Dynamic 3D Print-Head for Spatial Strand-Extrusion of Fiber-Reinforced Concrete (2022-03)¶

Additive manufacturing is gaining more significance in architecture and construction due to a shortage of skilled workers, resource scarcity and increasing design requirements. Over the past years, approaches for layer-wise and spatial extrusion of concrete were developed for automated, formwork free and complex concrete processing. The spatial concrete extrusion is possible due to an inert support suspension that stabilizes the strands during hydration. The process is capable for unlimited overhangs, increasing printing speed and ultra-lightweight concrete structures. Even though, for filigree and spatial framework structure, its application is highly impaired by the anisotropic strength and brittle concrete behavior requiring reinforcements.

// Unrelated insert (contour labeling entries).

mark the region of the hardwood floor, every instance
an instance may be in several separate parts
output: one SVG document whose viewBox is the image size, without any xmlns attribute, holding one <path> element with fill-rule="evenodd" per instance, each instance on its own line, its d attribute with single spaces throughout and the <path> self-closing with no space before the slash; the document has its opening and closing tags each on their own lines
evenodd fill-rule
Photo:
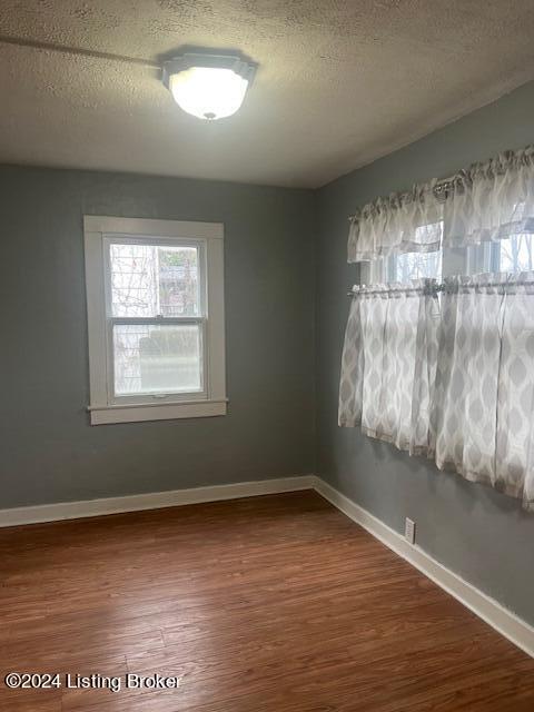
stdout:
<svg viewBox="0 0 534 712">
<path fill-rule="evenodd" d="M 534 660 L 314 493 L 3 530 L 0 567 L 1 712 L 534 710 Z"/>
</svg>

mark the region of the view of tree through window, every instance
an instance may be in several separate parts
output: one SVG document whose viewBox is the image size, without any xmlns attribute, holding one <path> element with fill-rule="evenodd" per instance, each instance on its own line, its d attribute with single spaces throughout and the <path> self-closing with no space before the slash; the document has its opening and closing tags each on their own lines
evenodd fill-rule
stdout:
<svg viewBox="0 0 534 712">
<path fill-rule="evenodd" d="M 198 325 L 157 323 L 199 316 L 197 247 L 118 243 L 110 245 L 109 256 L 112 316 L 155 319 L 113 326 L 116 394 L 199 390 Z"/>
</svg>

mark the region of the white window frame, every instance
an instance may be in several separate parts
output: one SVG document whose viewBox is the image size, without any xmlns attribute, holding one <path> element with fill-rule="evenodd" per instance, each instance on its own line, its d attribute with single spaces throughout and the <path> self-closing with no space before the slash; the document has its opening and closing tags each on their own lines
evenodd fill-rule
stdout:
<svg viewBox="0 0 534 712">
<path fill-rule="evenodd" d="M 85 216 L 87 320 L 91 425 L 136 423 L 226 415 L 224 226 L 190 222 Z M 136 323 L 199 324 L 202 330 L 202 389 L 186 394 L 116 396 L 111 329 L 132 319 L 112 317 L 109 308 L 109 244 L 121 240 L 198 248 L 201 315 L 136 318 Z"/>
</svg>

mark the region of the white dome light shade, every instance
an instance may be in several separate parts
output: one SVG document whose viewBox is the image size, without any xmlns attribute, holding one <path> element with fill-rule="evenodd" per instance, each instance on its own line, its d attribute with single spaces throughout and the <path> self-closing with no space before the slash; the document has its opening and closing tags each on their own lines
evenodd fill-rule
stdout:
<svg viewBox="0 0 534 712">
<path fill-rule="evenodd" d="M 188 53 L 165 62 L 164 83 L 184 111 L 215 120 L 239 109 L 254 71 L 239 57 Z"/>
</svg>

In following research, the use of fiber-reinforced concrete is investigated for spatial concrete extrusion. Compared to unreinforced concrete, fibers improve the tensile strength and ductility and can be obtained from recyclable sources. Since its structural effect is dependent on their orientation in the matrix, its processing requires a controlled extrusion and high flexibility of nozzle rotation. Therefore, a print head was developed that increases the rotation freedom of a nozzle without harming its robot reachability to improve additive manufacturing of fiber-reinforced concrete strands. This paper concludes investigations of fiber orientation in extruded strands depending on nozzle alignment, a concept and prototype of a dynamic 3D print head, which is capable of 3D rotations, and applications for filigree 3D structures, which demonstrate new possibilities for fiber-reinforced materials.